Second, hn takes longer to calculate with longer sequences. Third, this calculation HAS to be done sequentially. There is no way to paralellize this. And in recent years, we’ve been using GPUs which are great at performing parallel tasks to optimise all kinds of compute - ml and otherwise. To make RNNs both faster and more GPU friendly means parallelization.

An improvement over the basic RNN was the LSTM – this is an RNN that can decide what information to store and what to toss. It can look at longer sequences but eventually runs into the same problems.

LSTMs were very successful (even commercially) as single purpose models where one expected a model to be trained on very specific data and then to be used to predict the same. However, the GPT we know so well now was well underway.

GPT - What’s that?

GPT - Generative Pretrained Transformer is a Transformer offshoot. Transformers themselves were demonstrated by Vaswani et al. for language translation tasks. Similar to the RNN described above, the transformer also have an encoder and decoder stack. Even in terms of responsibilities - the encoder understands the input and the decoder produces outputs in an autoregressive manner. What they got rid of is recurrence. Recurrence is what makes this slow and expensive. Recurrence is what makes this sequential. Now, recurrence is what makes relationships between two distant tokens possible in RNNs. How else could we still recognise relationships but do it non sequentially?
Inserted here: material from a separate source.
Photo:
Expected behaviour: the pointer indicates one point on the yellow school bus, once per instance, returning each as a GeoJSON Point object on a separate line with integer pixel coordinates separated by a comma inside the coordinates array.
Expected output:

What this paper suggests is we represent the sequence as an embedding vector and calculating how much each embedding “attends” to every other embedding in the input. “Attending” to something is an arbitrary non commutative function which will be discussed later with all its nitty gritties. What is key here is that it is a one shot calculation for the entire sequence.

Does this do the things we were using recurrence for?

This does preserve relationships between tokens.

What does it do better than recurrence? This ensures that the computation is more or less constant for all sequence lengths. It is better at calculating long range dependencies, 0 and nth row are compared the same way as (n-1)th and nth row. We can now parallelize and really tap into GPU power.

To summarise, we’ve been trying to create non trivial sequence to sequence models for a while and GPT represents the first widespread success to break out of research and industry circles.